Walker ended up getting booked for diving later on and Ilkay Gündogan also received a yellow card for simulation. Guardiola was not interested in discussing any of those incidents in detail afterwards, including Leicester’s penalty, with the City manager preferring to praise his players for the character they showed to recover.
Bravo was also singled out for praise after he saved Riyad Mahrez’s penalty in the shootout to give City victory. With Vardy clipping the outside of a post with Leicester’s previous penalty kick, Mahrez had to score but was denied as the Chile international flung himself to his left to beat the ball away. Bravo had also stolen the show in the previous round, when he made two saves in the penalty shootout victory over Wolves, although this was not the night to be getting carried away with his performance.
For much of the game it was hard to avoid the impression that he was a danger to his own team and at the same time easy to see why Ederson, who has taken over as City’s No1, is such an upgrade in goal. Bravo looked like an accident waiting to happen every time the ball was played back to him and on one occasion he was fortunate not to concede a farcical goal after Vardy put him under pressure.
With Phil Foden, Tosin Adarabioyo, Oleksandr Zinchenko and Brahim Díaz all starting for City, there was a youthfulness about Guardiola’s side, yet it was one of the more experienced players that fashioned their breakthrough in the 26th minute.
Gündogan picked the pocket of Kelechi Iheanacho, a former City team-mate, drove at the heart of the Leicester defence and chose the perfect moment to release Bernardo Silva with a clever pass. One on one with Ben Hamer, Silva showed composure as he slipped the ball through the goalkeeper’s legs to put City ahead.
Claude Puel also rang the changes, leaving out seven of the players who started against Crystal Palace on Saturday, and it was not until the Leicester manager called for the cavalry in the second half that his team really started to cause City problems.
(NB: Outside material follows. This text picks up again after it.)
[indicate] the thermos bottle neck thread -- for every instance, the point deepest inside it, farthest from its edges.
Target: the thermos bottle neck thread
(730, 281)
Vardy, Mahrez and Gray all came off the bench and suddenly Guardiola’s players had a game on their hands.
The second half was stop-start as Ben Chilwell, Hamer and Eliaquim Mangala all required lengthy treatment, contributing to the eight minutes of injury-time that was added at the end of normal time. City still looked like they were going to see the game out but then Walker allowed Gray to get the wrong side of him, the winger fell to the floor and the referee gave a penalty that threw Leicester a lifeline.
Vardy swept the ball past Bravo but he was unable to repeat that feat in the shootout as City stretched their unbeaten domestic run to 27 matches.